Elle se rapprocha pour bloquer le vent, ce qui permit à Antoine de prendre enfin une bouffée.
— Le vieux de la crèmerie. Tu le connais.
— Un vieil ami, lui sourit Antoine.
Elle lui enleva sa cigarette, prit une puff, puis la lança dans la neige.
— Maude, ciboire…
— Ça va te tuer.
— Sérieux, au prix qu’elles coûtent…
— Tu me remercieras quand t’auras cent ans et que tu serviras des glaces à de jeunes couples en hiver.
— Donc, on est en couple?
Elle s’éloigna sans répondre, sourire aux lèvres.
— Maude?
— T’es même pas mon patient.
Il se remit à marcher en la suivant, essayant tant bien que mal de s’allumer une autre cigarette. En arrivant à la clinique, Lucie les regarda d’un air dubitatif. Maude s’approcha pour récupérer le dossier du prochain patient. Lucie, qui l’observait, lui fit une remarque :
— Est-ce de la neige sur votre nez, madame?
Maude passa un doigt sur le bout de son nez, essuya une larme de glace à la vanille, puis enfonça le doigt dans sa bouche et le ressortit en faisant un léger bruit d’aspiration.
— Non, crème glacée à la vanille.
— En décembre? se surprit Lucie.
— Oui! Tu devrais essayer, c’est thérapeutique.
Maude se dirigea ensuite vers son bureau, suivie d’Antoine. Il referma la porte derrière lui. Une fois à l’intérieur, il aperçut son portefeuille et son cellulaire sur la table basse et s’empressa de les récupérer. Puis il se retourna vers elle.
— Je t’écris ce soir?
— Ça va prendre plus qu’une Avalanche sur Beaubien pour que je te réponde.
— Tu es dure.
— Tu me dois une crème glacée.
— Et cheap.
— En fait, deux. J’ai aussi payé la mienne… Allez, houste.

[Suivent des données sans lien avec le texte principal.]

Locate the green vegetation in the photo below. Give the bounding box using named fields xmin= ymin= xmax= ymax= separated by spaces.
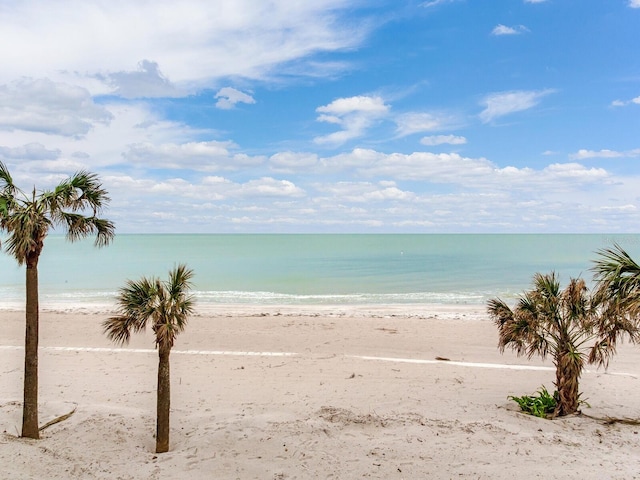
xmin=0 ymin=162 xmax=115 ymax=438
xmin=508 ymin=385 xmax=558 ymax=418
xmin=103 ymin=265 xmax=194 ymax=453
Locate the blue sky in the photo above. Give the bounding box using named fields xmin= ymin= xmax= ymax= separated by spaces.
xmin=0 ymin=0 xmax=640 ymax=233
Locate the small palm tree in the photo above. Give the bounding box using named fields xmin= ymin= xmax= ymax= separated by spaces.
xmin=0 ymin=162 xmax=114 ymax=438
xmin=103 ymin=265 xmax=194 ymax=453
xmin=488 ymin=273 xmax=598 ymax=416
xmin=590 ymin=244 xmax=640 ymax=363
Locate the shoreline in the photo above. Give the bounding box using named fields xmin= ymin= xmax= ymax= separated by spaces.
xmin=0 ymin=302 xmax=488 ymax=320
xmin=0 ymin=305 xmax=640 ymax=480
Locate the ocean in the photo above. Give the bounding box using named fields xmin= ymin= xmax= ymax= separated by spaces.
xmin=0 ymin=234 xmax=640 ymax=308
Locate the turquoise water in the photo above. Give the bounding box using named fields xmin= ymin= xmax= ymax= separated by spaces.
xmin=0 ymin=234 xmax=640 ymax=306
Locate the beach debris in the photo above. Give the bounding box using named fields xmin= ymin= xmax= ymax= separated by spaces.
xmin=38 ymin=404 xmax=78 ymax=432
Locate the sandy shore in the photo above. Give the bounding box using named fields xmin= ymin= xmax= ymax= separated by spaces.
xmin=0 ymin=306 xmax=640 ymax=480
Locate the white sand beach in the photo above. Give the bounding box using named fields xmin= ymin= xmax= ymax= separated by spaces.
xmin=0 ymin=306 xmax=640 ymax=480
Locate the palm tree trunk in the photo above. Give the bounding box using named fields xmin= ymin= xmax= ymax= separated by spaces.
xmin=554 ymin=352 xmax=581 ymax=417
xmin=156 ymin=345 xmax=171 ymax=453
xmin=22 ymin=257 xmax=40 ymax=438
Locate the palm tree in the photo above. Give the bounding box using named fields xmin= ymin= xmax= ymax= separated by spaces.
xmin=0 ymin=162 xmax=114 ymax=438
xmin=102 ymin=265 xmax=194 ymax=453
xmin=590 ymin=244 xmax=640 ymax=363
xmin=488 ymin=273 xmax=598 ymax=416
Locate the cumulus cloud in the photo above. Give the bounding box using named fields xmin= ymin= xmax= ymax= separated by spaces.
xmin=611 ymin=95 xmax=640 ymax=107
xmin=0 ymin=78 xmax=112 ymax=136
xmin=421 ymin=0 xmax=458 ymax=8
xmin=269 ymin=152 xmax=318 ymax=172
xmin=394 ymin=112 xmax=453 ymax=137
xmin=96 ymin=60 xmax=181 ymax=98
xmin=491 ymin=24 xmax=529 ymax=36
xmin=215 ymin=87 xmax=256 ymax=110
xmin=0 ymin=142 xmax=61 ymax=160
xmin=480 ymin=89 xmax=554 ymax=123
xmin=569 ymin=148 xmax=640 ymax=160
xmin=420 ymin=135 xmax=467 ymax=146
xmin=0 ymin=0 xmax=371 ymax=90
xmin=124 ymin=141 xmax=264 ymax=171
xmin=314 ymin=96 xmax=389 ymax=146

Antoine lui sourit puis quitta son bureau. En sortant, Lucie l’apostropha.
— Voudriez-vous un autre rendez-vous, monsieur Rousseau?
Il hésita un instant.
— Vous savez quoi? Je vais y réfléchir.
— D’accord. Prenez note que, si vous changez d’idée, le calendrier de disponibilités sort le dernier jeudi du mois.
— J’en prends bonne note. Merci, Lucie.
— Au plaisir.
Elle lui sourit, puis retourna son regard vers l’ordinateur. Antoine lui rendit son sourire avant de lui tourner le dos et de sortir. En arrivant dans le corridor, il tomba face à face avec une connaissance.
— Claudine!! T’es pas à l’hôpital?
— Antoine! Quelle surprise… Non, non, je fais une journée de clinique d’urgence ici à chaque premier mardi du mois.
— Super. Je suis content de te voir, lui dit-il en passant une main sur son bras.
— Pourtant, ça fait quelques semaines que tu ne retournes plus mes appels…
— Je sais… je m’excuse… Le travail, dit-il en grimaçant et en regardant le plafond.
— Bien sûr… T’es venu ici pour quoi?
— Ahhh, rien de précis. Dis-donc, t’es libre, là? Une Avalanche à la vanille, ça te tente? J’offre.
— En plein mois de décembre?
— Combattre le froid avec le froid…
— Tu sais que t’es unique, Rizzo?
— C’est un oui?
— C’est pas un non…
Ils sortirent de l’édifice. Doucement, le blizzard s’arrêta. Le vent tomba. Le soleil tenta même une percée dans les nuages. Ils marchèrent paisiblement sur Beaubien en direction d’un certain néon bleu.